Version control governs this process by keeping track of changes and who made them. It allows you to revert to previous versions of documents and explore how different contributors’ contributions have changed the project over time. This is why data versioning is critical for establishing effective team communication.
Data Version Control Is Required With Any Data Lake At Scale
Data versioning is an essential capability for teams working with Hugging Face datasets – or with any other kind of massive data volumes.
The open-source data version control solution lakeFS enables you to process big datasets with zero-copy reads and no memory constraints, resulting in maximum speed and efficiency.

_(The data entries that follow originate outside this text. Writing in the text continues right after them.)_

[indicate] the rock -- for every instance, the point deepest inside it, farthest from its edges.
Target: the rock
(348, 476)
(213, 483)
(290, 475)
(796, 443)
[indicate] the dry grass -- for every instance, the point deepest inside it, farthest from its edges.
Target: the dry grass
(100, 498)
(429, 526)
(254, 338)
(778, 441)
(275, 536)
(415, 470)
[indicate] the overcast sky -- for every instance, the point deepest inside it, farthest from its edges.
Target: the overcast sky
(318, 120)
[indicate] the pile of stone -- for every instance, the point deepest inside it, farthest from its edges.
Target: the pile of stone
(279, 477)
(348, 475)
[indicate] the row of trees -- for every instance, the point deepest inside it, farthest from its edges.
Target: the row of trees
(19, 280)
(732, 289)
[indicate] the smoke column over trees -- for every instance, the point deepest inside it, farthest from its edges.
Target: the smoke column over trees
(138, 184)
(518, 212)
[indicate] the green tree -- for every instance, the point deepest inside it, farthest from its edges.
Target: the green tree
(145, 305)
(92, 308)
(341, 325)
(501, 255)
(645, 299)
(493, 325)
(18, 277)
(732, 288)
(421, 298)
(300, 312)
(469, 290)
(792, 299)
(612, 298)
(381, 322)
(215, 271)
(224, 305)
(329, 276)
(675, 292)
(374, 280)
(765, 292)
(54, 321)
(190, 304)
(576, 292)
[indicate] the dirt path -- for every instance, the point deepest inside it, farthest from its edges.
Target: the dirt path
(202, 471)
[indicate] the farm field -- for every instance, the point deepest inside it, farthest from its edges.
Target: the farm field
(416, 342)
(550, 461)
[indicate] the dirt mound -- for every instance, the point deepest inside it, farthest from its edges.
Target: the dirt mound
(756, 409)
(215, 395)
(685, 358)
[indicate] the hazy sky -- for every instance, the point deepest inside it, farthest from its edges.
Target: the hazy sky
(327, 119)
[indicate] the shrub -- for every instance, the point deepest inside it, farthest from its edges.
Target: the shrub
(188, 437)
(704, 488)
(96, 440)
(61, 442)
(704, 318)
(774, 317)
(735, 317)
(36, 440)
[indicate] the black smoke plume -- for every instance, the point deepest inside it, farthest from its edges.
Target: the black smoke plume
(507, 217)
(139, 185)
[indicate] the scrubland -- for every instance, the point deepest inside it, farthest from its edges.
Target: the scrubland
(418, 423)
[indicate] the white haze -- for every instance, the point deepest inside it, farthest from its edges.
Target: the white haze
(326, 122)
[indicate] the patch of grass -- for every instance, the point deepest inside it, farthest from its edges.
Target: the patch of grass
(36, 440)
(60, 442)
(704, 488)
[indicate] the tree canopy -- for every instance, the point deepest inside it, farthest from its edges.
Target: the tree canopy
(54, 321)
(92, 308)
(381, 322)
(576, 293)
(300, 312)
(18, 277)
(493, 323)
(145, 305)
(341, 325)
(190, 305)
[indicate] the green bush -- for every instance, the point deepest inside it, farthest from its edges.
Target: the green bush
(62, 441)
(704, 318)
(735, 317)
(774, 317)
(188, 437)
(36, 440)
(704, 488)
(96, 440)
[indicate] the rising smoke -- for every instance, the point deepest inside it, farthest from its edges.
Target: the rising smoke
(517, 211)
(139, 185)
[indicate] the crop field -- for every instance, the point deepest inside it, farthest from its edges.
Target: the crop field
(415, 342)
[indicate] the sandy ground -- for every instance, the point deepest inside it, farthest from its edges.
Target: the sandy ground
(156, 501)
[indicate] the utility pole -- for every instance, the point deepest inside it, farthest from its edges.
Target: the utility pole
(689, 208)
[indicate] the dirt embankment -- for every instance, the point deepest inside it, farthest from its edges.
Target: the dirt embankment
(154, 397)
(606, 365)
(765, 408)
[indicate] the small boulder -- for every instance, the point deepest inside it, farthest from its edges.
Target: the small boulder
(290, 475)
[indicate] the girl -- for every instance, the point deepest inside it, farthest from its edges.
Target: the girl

It also has a strong integration with Hugging Face, which allows you to quickly import and exchange datasets with the larger machine learning community.
The lakeFS integration with Hugging Face enables more powerful version control for datasets and model training pipelines, giving teams the ability to confidently reproduce results, verify experiments and maintain consistency across different environments or iterations. Furthermore, the integration boosts team collaboration; by having a shared, versioned dataset and model history allows teams to work on the same data and model versions with full traceability, ensuring consistent and reproducible results.